RAS question
Which of the following is the correct distinction between Prorogation and Adjournment of Parliament?
Correct answer: (C) Prorogation ends a session while Adjournment ends a sitting.
Prorogation terminates a session of the Lok Sabha, while adjournment only postpones a sitting or the proceedings of the House to another time.
Explanation
The key distinction is the level at which each parliamentary action operates. The Lok Sabha FAQ says adjournment is the postponement of a sitting or proceedings from one time to another fixed time for reassembly; it can be from day to day, for more than a day, or sine die. Prorogation is different: it terminates a session of the House by an order of the President under Article 85(2)(a), usually after the House has been adjourned sine die. Dissolution goes still further by ending the life of the Lok Sabha itself. Pending business does not lapse merely on adjournment, and bills and other pending business do not lapse on prorogation, but business pending before the House or its committees lapses on dissolution.
Why the other options are wrong
- (A) Adjournment and prorogation do not have the same effect: adjournment postpones a sitting, while prorogation terminates a session.

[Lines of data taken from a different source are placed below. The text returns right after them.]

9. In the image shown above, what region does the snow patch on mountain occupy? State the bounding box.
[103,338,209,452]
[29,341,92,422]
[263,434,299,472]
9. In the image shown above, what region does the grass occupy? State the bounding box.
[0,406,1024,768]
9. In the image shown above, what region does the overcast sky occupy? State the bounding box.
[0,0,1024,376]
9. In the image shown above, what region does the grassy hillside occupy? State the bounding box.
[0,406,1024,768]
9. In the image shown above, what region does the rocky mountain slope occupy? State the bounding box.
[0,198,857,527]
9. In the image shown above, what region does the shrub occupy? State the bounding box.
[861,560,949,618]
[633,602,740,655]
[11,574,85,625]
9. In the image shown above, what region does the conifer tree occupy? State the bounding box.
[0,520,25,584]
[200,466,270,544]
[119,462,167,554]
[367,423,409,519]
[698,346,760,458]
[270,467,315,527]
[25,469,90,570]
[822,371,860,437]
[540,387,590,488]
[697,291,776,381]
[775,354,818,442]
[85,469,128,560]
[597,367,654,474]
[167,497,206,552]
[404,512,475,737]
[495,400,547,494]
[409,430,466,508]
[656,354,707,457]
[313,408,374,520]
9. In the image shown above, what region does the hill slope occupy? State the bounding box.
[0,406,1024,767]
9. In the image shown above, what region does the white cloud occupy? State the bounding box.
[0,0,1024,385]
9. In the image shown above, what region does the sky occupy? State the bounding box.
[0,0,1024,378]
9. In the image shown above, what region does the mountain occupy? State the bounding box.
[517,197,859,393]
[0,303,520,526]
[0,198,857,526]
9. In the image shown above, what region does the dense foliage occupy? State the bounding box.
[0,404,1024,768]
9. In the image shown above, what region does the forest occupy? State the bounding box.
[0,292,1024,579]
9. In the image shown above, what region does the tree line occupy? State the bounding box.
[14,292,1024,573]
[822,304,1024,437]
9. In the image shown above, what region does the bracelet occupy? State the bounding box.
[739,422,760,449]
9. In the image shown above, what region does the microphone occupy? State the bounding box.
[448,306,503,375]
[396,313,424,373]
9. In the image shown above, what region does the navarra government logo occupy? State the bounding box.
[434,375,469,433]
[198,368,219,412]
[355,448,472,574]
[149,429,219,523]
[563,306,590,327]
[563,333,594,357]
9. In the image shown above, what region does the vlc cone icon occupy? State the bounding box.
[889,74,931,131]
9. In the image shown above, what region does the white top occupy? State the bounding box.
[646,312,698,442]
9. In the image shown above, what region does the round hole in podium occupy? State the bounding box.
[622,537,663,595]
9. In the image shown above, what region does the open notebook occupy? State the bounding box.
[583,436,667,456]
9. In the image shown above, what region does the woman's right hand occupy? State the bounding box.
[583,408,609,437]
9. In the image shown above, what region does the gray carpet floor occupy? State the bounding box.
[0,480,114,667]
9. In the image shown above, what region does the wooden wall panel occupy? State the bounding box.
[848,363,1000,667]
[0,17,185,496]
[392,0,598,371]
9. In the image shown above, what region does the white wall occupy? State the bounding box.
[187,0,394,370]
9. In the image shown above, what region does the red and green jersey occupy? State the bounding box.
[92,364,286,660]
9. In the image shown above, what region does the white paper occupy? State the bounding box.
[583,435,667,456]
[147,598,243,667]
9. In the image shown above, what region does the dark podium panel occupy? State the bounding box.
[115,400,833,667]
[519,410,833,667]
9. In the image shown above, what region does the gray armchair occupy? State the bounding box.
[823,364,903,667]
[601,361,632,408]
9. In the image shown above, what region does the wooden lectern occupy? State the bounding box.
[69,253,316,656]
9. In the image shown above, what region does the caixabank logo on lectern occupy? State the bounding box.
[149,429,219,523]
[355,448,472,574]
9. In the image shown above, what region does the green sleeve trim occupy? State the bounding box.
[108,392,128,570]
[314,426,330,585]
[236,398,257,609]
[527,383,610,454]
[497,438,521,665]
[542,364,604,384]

- (B) This reverses the distinction, because adjournment concerns a sitting or proceedings and prorogation concerns the session.
- (D) Prorogation does not dissolve the House; dissolution alone ends the life of the Lok Sabha.
Concept
This tests the parliamentary procedure distinction between a sitting, a session, and the life of the Lok Sabha. RAS repeatedly asks it because small procedural terms decide larger questions about pending business and legislative continuity.